San Francisco, San Jose and Oakland Stand United: Demand Sacramento Restore Homelessness Funds
FOR IMMEDIATE RELEASE
June 11, 2025
Media Contact:
Tasha Dean, Chief Communications Officer, Office of Mayor Matt Mahan
SAN JOSÉ, CA - This week, the State Legislature released a budget for FY 25–26 that zeroes out funding for the Homeless Housing, Assistance, and Prevention (HHAP) program — a proven lifeline that keeps 2,500 people off the streets each year in the Bay Area’s three largest cities.
Obfuscating the reality of this cut, state leaders are pointing to an intention to restore partial funding in FY 26–27 — at just half the prior level. Meanwhile, the Bay Area’s largest cities will lose the progress made over the last few years.
Mayors Matt Mahan, Daniel Lurie, and Barbara Lee are calling on Sacramento to fully restore HHAP funding now and accelerate distribution of the dollars that have already been promised.
“If Sacramento wants to call homelessness a crisis, they need to treat it like one. Cities like ours have been asked to lead — and we are. But here’s the truth: we cannot solve a statewide crisis if the state won’t show up.
We’ve heard again and again that Sacramento doesn’t want to fund failure. Our answer — don’t abandon success.
HHAP is working. It has helped the state’s 13 largest cities add over 17,000 shelter beds, serve 150,000 people, and move thousands into permanent housing. This isn’t just about the Bay Area — it’s about every California city working to move faster, house more people, and bring order and dignity back to our streets.
If the Legislature walks away from that now, we’re not just walking away from progress — we’re walking away from our most vulnerable neighbors. Cities are stepping up. We need Sacramento to do the same.

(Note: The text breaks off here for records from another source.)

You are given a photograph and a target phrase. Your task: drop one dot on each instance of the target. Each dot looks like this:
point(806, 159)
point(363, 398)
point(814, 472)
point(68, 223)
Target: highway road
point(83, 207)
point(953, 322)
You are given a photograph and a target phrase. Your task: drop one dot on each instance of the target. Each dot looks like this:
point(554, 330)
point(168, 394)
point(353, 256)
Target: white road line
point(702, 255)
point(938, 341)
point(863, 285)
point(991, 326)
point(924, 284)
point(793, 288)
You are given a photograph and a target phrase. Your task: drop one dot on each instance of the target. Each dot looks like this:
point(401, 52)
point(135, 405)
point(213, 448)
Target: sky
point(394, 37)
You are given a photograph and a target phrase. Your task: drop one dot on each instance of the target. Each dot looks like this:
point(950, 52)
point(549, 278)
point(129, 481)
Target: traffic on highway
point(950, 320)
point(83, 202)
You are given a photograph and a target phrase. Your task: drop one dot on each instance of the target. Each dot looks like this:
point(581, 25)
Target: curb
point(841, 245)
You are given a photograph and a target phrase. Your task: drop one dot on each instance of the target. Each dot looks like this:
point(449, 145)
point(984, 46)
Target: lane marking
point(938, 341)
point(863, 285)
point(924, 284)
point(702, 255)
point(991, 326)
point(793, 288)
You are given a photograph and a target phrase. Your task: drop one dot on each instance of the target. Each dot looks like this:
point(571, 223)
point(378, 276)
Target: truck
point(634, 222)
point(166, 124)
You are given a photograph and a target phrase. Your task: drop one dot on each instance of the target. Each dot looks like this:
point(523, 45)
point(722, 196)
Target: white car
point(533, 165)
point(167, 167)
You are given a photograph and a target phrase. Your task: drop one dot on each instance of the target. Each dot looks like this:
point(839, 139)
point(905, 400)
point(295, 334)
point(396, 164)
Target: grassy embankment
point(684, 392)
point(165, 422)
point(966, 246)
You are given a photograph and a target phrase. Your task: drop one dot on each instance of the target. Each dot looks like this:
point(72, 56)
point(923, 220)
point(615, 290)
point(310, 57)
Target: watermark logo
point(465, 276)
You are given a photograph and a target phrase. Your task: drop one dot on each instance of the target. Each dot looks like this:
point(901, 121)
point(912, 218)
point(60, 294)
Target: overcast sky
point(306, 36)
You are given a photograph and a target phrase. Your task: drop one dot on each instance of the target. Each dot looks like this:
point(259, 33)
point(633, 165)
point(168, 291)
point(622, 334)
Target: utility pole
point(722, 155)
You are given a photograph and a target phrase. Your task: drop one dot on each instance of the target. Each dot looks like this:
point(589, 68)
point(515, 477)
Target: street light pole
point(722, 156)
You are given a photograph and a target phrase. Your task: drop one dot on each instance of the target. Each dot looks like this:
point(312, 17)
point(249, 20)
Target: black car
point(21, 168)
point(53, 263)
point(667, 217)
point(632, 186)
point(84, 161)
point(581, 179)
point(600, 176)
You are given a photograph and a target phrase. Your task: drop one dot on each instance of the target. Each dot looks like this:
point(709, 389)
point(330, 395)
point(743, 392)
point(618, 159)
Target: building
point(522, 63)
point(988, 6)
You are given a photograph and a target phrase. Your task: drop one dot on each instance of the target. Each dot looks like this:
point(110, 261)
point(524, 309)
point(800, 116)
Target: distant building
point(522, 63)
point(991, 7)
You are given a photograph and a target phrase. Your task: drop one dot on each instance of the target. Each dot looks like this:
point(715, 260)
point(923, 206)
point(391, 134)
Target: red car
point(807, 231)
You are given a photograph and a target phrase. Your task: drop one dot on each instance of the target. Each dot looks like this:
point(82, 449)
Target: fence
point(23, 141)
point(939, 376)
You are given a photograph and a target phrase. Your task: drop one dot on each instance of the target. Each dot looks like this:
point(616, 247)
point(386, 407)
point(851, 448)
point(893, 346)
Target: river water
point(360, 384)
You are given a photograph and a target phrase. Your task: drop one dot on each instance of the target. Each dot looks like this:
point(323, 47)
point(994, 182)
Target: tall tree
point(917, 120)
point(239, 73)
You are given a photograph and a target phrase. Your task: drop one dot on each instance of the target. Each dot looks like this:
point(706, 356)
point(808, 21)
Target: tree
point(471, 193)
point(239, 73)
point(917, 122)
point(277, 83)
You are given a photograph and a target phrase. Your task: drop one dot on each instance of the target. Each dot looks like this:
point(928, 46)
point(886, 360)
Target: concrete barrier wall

We need the state to fully HHAP this fiscal year — because if these funds disappear, so does our ability to meet this crisis head-on.
Let’s not go backwards. Let’s not let another 2,500 people in our region fall through the cracks because Sacramento is unwilling to make hard choices. Homelessness is our residents’ biggest concern. We already spend a fraction of our state budget to address it. Now is not the time to do even less.
We’re asking Sacramento to lead — and to act like lives depend on it. Because they do.”
About the City of San José
With nearly one million residents, San José is the largest city in the Bay Area and one of the nation's most diverse and creative. San José’s transformation into a global innovation center in the heart of Silicon Valley has resulted in the world's greatest concentration of technology talent and development.